Friday, January 5, 2018

Meltdown and Spectre - Considerations for Digital Signage/IoT/Embedded Devices

I've been following the Meltdown and Spectre news since last week since it was just vague mentions on lkml and speculation on twitter.  After receiving some questions, I thought I would provide my take on the impact and practical things to mitigate the issues and plan for the future.

Some information/background on the vulnerabilities:

Basically, these attacks allow someone running code on a system to access protected memory contents by using timing differences and speculative execution features in a lot of modern processors.
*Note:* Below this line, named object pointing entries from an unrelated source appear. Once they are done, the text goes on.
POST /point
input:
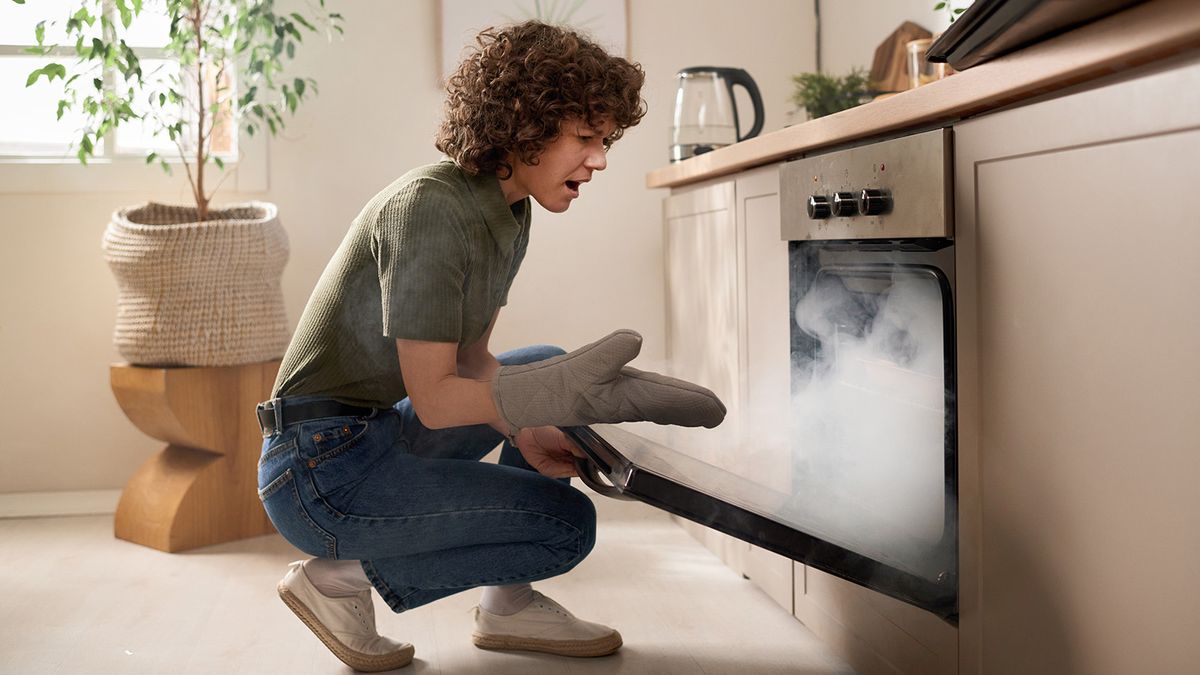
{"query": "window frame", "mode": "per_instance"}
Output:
(114, 171)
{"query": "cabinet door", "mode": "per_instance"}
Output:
(1079, 430)
(766, 389)
(701, 258)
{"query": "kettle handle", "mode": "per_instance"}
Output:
(735, 77)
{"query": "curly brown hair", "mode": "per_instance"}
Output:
(509, 96)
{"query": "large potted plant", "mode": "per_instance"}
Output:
(198, 284)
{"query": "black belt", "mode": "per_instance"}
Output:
(277, 413)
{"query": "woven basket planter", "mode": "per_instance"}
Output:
(198, 293)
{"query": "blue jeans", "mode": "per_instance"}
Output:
(425, 518)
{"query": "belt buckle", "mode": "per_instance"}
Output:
(276, 407)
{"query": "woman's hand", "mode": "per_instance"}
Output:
(549, 451)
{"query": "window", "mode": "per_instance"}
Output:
(28, 125)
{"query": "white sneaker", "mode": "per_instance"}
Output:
(345, 623)
(544, 626)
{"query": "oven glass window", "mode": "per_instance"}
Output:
(870, 435)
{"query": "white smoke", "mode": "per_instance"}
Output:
(868, 417)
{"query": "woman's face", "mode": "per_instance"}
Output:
(562, 168)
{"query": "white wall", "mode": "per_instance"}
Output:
(589, 270)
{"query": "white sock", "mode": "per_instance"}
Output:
(505, 599)
(336, 578)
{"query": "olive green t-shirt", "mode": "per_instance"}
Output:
(430, 257)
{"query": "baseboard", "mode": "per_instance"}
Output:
(77, 502)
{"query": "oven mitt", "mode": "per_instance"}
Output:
(592, 384)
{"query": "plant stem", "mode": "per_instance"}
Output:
(202, 199)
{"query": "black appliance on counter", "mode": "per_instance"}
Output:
(991, 28)
(867, 488)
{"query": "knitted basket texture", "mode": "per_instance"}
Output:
(198, 293)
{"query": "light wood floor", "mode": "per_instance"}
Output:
(77, 601)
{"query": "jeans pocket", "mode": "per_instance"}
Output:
(285, 506)
(340, 453)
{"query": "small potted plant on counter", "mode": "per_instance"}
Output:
(821, 94)
(198, 284)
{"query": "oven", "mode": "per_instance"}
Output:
(867, 488)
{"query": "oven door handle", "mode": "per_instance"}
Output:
(589, 473)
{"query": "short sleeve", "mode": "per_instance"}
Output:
(424, 256)
(522, 244)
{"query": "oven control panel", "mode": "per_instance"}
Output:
(885, 190)
(869, 202)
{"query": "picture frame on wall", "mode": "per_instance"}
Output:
(604, 21)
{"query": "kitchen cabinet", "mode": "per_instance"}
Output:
(700, 251)
(1079, 378)
(1078, 263)
(726, 270)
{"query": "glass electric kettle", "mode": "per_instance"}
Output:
(706, 114)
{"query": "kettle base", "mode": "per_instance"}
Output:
(685, 150)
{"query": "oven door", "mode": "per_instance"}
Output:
(868, 487)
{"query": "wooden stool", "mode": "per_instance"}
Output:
(203, 487)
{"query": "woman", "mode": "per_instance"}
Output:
(389, 394)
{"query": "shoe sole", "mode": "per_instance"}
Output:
(595, 646)
(355, 659)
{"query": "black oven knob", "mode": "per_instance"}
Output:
(874, 202)
(844, 204)
(819, 207)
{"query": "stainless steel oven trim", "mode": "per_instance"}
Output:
(629, 479)
(915, 171)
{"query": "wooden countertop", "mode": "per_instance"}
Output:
(1135, 36)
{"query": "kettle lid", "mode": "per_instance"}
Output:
(696, 70)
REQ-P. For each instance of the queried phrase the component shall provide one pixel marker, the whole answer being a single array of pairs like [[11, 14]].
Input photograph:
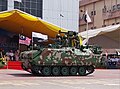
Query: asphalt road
[[100, 79]]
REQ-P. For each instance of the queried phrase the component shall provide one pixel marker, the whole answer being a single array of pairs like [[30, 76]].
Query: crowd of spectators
[[10, 55]]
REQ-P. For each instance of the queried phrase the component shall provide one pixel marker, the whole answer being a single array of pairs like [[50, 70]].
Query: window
[[33, 5], [94, 12]]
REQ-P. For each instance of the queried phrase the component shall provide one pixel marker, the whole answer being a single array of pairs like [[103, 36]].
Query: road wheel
[[56, 71], [82, 71], [65, 71], [73, 70], [46, 71]]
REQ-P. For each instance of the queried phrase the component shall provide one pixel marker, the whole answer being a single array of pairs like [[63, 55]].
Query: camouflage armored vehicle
[[2, 63], [65, 57]]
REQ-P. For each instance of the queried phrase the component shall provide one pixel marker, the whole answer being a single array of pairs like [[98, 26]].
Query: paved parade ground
[[100, 79]]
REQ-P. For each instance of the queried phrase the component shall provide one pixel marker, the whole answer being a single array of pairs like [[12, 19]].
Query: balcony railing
[[82, 22], [85, 2], [114, 12], [111, 14]]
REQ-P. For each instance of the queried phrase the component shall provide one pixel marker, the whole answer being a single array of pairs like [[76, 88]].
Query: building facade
[[102, 12], [33, 7], [63, 13]]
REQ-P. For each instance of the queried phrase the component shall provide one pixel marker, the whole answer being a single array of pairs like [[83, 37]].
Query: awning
[[107, 37], [22, 23]]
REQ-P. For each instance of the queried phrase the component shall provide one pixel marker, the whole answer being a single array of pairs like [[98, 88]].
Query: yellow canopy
[[22, 23]]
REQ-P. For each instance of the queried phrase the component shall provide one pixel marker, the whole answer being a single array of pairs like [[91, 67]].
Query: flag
[[87, 18], [18, 0], [39, 35], [61, 15], [80, 39], [24, 40]]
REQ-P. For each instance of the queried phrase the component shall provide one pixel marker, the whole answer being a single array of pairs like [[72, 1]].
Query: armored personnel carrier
[[65, 57]]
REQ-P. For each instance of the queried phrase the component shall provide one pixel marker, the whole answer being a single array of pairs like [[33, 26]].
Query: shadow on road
[[31, 75]]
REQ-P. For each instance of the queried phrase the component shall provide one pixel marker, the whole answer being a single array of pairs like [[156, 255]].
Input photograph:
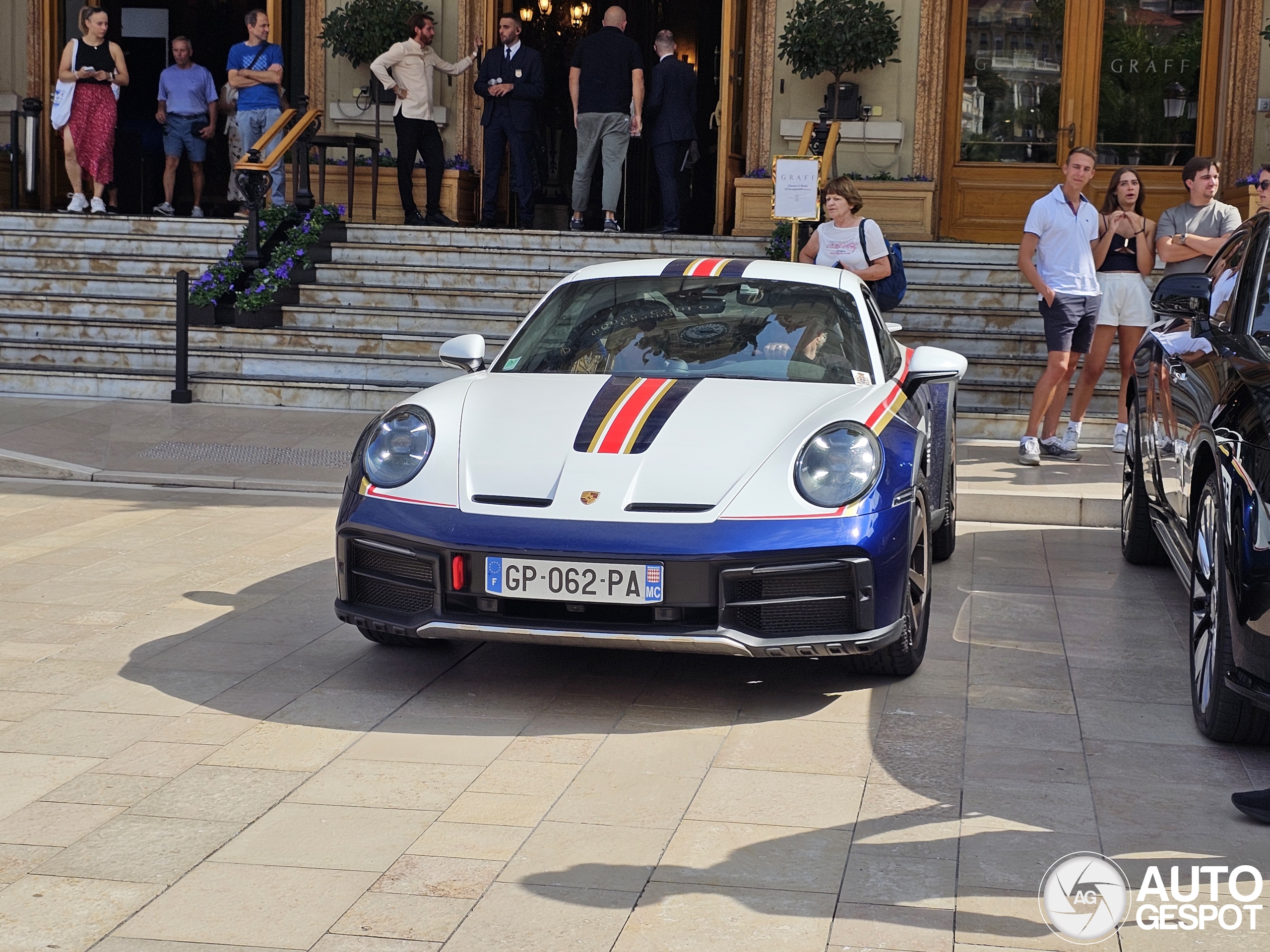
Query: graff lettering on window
[[1150, 66]]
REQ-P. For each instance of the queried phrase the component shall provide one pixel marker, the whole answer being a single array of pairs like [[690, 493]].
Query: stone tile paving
[[198, 758]]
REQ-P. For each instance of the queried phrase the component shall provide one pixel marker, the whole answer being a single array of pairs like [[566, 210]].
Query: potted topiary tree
[[837, 37]]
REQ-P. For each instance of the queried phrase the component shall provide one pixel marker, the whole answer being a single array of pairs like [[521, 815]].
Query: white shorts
[[1126, 300]]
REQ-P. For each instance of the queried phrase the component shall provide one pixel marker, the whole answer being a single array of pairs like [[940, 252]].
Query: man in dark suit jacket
[[511, 82], [674, 107]]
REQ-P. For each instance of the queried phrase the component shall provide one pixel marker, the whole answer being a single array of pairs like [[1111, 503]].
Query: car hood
[[624, 442]]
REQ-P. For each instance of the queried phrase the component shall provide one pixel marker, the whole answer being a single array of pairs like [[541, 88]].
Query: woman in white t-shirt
[[836, 243]]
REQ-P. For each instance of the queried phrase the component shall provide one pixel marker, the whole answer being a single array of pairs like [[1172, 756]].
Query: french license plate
[[573, 582]]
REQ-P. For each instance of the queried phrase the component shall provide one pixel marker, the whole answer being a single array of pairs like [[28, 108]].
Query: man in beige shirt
[[412, 62]]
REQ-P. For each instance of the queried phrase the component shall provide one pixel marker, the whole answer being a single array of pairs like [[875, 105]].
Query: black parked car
[[1197, 474]]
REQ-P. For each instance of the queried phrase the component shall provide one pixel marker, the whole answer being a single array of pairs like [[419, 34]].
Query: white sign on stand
[[797, 194]]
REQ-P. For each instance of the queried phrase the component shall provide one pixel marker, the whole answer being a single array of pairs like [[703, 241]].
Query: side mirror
[[465, 353], [1183, 296], [933, 365]]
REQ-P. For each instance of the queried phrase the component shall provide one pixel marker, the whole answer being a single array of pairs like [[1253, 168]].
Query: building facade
[[986, 101]]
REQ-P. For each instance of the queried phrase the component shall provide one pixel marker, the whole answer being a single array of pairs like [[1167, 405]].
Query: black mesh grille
[[836, 616], [391, 564], [798, 617], [385, 595], [833, 582]]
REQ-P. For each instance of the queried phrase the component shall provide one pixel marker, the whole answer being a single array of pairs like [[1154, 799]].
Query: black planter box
[[268, 316]]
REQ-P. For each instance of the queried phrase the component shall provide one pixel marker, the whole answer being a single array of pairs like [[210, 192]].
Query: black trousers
[[423, 137], [500, 134], [668, 159]]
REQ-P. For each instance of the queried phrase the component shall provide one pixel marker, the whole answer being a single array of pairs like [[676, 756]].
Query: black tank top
[[96, 56], [1122, 257]]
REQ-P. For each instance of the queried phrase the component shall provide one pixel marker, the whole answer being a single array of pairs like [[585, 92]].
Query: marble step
[[158, 264], [398, 371], [211, 389]]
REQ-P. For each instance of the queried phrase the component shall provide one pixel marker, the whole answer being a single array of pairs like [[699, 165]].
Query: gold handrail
[[284, 146]]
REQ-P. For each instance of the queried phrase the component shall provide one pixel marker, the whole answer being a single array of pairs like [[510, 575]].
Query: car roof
[[720, 267]]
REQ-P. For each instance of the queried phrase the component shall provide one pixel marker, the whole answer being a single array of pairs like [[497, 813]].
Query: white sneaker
[[1121, 438], [1074, 434]]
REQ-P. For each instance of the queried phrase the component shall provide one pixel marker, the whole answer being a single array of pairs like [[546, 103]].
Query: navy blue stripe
[[600, 407], [666, 407]]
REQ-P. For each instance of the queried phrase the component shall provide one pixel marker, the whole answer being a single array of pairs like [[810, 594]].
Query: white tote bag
[[64, 93]]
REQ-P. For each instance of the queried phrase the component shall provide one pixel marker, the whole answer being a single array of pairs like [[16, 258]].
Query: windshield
[[695, 328]]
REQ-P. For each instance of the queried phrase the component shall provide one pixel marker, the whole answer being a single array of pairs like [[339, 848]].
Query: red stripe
[[627, 416]]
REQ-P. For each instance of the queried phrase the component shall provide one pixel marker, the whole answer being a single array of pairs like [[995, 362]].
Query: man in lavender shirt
[[187, 112]]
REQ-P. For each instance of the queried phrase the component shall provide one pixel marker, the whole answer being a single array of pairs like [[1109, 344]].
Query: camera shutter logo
[[1085, 898]]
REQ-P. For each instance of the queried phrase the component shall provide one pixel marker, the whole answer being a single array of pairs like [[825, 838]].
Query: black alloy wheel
[[1219, 713], [1139, 541], [905, 656]]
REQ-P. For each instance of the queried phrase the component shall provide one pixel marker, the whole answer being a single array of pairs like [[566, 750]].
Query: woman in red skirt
[[92, 64]]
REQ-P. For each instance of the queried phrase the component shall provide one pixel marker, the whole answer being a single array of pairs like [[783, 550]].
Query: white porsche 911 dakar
[[717, 455]]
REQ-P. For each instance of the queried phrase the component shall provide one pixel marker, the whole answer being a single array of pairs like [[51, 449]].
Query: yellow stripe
[[889, 414], [643, 418], [613, 412]]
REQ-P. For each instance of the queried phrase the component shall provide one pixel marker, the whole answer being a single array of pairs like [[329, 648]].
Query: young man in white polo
[[1060, 233]]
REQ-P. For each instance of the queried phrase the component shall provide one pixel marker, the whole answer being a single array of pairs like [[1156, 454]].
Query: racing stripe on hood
[[706, 268], [625, 416]]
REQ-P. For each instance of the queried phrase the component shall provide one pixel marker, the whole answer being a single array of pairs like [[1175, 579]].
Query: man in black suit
[[511, 83], [674, 106]]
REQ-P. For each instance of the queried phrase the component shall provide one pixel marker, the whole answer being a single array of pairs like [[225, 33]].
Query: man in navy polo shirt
[[255, 73], [1061, 232]]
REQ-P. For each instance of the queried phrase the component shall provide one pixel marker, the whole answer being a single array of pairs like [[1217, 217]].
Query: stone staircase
[[88, 310]]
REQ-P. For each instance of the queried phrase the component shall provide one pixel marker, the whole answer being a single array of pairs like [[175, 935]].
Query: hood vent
[[531, 502], [670, 507]]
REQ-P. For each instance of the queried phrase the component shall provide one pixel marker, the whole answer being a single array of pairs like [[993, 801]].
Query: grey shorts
[[1070, 321]]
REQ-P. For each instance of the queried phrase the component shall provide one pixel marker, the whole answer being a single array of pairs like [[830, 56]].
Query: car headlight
[[838, 465], [398, 447]]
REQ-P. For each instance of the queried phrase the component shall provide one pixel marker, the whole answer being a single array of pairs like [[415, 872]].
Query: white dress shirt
[[412, 66]]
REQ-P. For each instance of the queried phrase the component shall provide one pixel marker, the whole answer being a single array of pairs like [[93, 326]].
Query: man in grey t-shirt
[[1191, 234]]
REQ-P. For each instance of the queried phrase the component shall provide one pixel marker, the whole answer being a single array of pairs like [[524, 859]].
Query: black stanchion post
[[14, 160], [182, 394]]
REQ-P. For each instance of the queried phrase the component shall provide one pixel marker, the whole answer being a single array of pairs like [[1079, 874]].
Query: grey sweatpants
[[609, 134]]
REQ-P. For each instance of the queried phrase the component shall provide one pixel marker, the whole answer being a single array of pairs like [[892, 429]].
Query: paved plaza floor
[[197, 757]]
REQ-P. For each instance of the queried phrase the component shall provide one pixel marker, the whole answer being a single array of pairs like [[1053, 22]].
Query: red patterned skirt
[[93, 115]]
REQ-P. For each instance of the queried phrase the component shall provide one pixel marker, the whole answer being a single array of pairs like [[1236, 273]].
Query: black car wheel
[[944, 538], [1219, 713], [1139, 540], [905, 656]]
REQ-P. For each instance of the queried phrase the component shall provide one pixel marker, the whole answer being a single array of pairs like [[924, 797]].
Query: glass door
[[1133, 79]]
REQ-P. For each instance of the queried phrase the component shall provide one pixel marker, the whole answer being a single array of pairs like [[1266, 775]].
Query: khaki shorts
[[1126, 300]]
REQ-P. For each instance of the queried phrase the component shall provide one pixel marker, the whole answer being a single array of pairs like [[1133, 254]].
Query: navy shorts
[[1070, 321], [180, 139]]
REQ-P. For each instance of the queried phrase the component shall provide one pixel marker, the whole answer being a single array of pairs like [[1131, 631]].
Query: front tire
[[1219, 714], [1139, 541], [905, 656]]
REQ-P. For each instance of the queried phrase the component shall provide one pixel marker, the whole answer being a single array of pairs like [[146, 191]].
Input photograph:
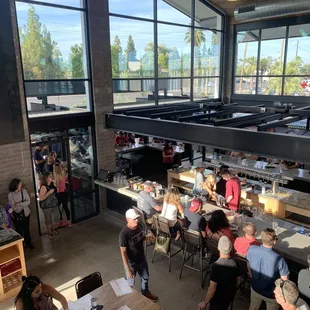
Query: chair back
[[242, 263], [212, 246], [162, 225], [192, 237], [88, 284]]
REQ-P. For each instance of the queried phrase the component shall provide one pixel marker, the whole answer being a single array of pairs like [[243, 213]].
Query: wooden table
[[134, 300]]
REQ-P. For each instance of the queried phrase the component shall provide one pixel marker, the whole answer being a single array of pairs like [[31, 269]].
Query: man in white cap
[[131, 240], [224, 279]]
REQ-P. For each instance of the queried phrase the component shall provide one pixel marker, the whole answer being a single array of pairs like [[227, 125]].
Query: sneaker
[[151, 296]]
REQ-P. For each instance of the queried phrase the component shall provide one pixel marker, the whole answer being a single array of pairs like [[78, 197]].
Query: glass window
[[174, 51], [173, 90], [247, 50], [61, 97], [133, 91], [206, 17], [245, 85], [272, 51], [132, 48], [137, 8], [73, 3], [206, 88], [174, 11], [52, 42], [207, 53]]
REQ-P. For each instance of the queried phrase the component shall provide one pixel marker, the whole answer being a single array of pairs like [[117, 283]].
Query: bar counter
[[291, 244]]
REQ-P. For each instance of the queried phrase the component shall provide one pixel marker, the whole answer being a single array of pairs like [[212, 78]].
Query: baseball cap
[[132, 214], [195, 205], [224, 245]]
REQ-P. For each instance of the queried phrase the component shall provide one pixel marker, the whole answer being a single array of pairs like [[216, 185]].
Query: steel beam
[[274, 145]]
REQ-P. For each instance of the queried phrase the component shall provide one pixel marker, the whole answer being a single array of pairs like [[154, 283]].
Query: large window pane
[[271, 86], [298, 60], [173, 90], [205, 17], [297, 86], [73, 3], [272, 51], [206, 88], [51, 98], [174, 51], [133, 91], [174, 11], [247, 50], [132, 48], [207, 53], [135, 8], [52, 42], [245, 85]]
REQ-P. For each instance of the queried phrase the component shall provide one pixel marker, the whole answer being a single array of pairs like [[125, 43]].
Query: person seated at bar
[[147, 203], [218, 226], [304, 281], [242, 244], [199, 179], [286, 294], [224, 279], [171, 208], [35, 295], [168, 156], [193, 218], [221, 183], [233, 190], [266, 266], [210, 186]]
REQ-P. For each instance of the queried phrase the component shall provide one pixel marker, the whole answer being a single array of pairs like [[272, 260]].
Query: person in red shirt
[[242, 244], [233, 190]]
Digital Signage/IoT/Embedded solutions are somewhat unique in that the application set on on the system is usually well-known and strategically static.  These vulnerabilities require the attacker to be able to run code on your system.  This means the actual risk is low for systems running the majority of content.  The things that change on a solution are typically:

  • Frequent content changes
  • Monthly operating system patches
  • Rare player/CMS updates

Concrete Things To Do

  1. Turn on automatic patches.  The risk of not being patched is far more than the risk of a patch breaking a system.  Chaining remote execution vulnerabilities with local privilege escalation vulnerabilities is a lot harder if you actually patch things.  Do this first.
  2. Examine your systems for things that run untrusted code.  Thankfully most solutions don't let the user navigate to arbitrary web pages or install applications
  3. Look into Application Binary Whitelisting and Write Filters.  These technologies can prevent untrusted code from being run on the system and allow you to revert back to a known good configuration with a reboot.
  4. Have a response plan.  Do you know who does what and how if you need to mitigate a piece of malware on one or more systems?
Some ruckus has been made about performance impacts recently released patches.  Although some workloads can be impacted it is mostly I/O intensive workloads not typically seen in Digital Signage.  It is also very important to not rely on synthetic benchmarks but your actual workload when judging the performance impact- synthetic benchmarks are going to give you an unrealistic picture.

Overall, the best thing to do right now is to communicate a plan to stakeholders and patch.  Ensuring systems are patching automatically now is the best protection against a "weaponized" version of any malware later.